What was my crime exactly? I was fat. OK. Granted, I'm a musician and we are held to ridiciulously tough standards by some of those who watch us perform. I have had people walk right up to me - more than once - and ask me: what makes you think we'd want to look at you? You're fat"..
It's like - because you're on a stage entertaining them, you're not really a person - you're a spectacle - and they're allowed to steer you in whatever direction THEY feel a spectacle should present themselves.
So ---- I guess -- for decades, I realize now, because I've been on the stage since I was four - I tailor-made myself to the whims of others, never stopping to consider that it was ME who had to look at ME in the mirror at the end of the day and be able to say, "I feel good about you. I love you".
"They" didn't take it from me. The Liar in me that said their opinion mattered more than mine is what robbed me.
Today, that ends. Another era is upon me: one in which I say what I am, what I'm not, what I should be, and what I dream of becoming. Joy is everywhere, and I've chosen to see pain. Possibilities are everywhere, and I've chosen to see limitations.
From now on, doors are wide open, Friends are everywhere. Good will abounds. Dreams can and do come true.

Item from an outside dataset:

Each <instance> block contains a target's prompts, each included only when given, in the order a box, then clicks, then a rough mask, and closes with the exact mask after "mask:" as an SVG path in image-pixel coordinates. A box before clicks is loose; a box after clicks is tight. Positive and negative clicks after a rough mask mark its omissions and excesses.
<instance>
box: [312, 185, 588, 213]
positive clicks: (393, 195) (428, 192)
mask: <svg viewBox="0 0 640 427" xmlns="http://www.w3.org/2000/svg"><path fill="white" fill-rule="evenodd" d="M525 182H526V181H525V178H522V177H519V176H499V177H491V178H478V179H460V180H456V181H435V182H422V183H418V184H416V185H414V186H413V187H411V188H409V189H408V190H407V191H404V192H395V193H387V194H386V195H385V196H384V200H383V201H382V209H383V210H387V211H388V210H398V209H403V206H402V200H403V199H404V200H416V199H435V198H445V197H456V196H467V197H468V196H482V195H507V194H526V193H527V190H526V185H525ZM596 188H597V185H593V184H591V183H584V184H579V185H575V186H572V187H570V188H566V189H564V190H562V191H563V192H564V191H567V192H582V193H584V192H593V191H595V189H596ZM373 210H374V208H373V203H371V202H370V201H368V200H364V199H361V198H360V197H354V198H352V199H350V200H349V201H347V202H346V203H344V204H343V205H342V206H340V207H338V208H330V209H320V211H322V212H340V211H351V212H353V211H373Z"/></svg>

I realize all too clearly that my desire to habitually satiate - and therefore silence- my true self -with unhealthy food, alcohol, cigarettes - comes from the fact that I wasn't receiving enough pure joy from other sources. When we aren't ok with ourselves on a soul level, we pile more and more behaviors and substances and manipulation on top of one another until we truly have lost sight of who is under there, a worthy but scared little kid crying out: you never gave me a chance.
The Liar had her day. Her so-called coping strategies did nothing but serve to spiritually bankrupt me, ravage my physical body and leave me cold, alone and in need.
To that still, small inner voice: the voice of the real me, my authentic self: keep talking, baby.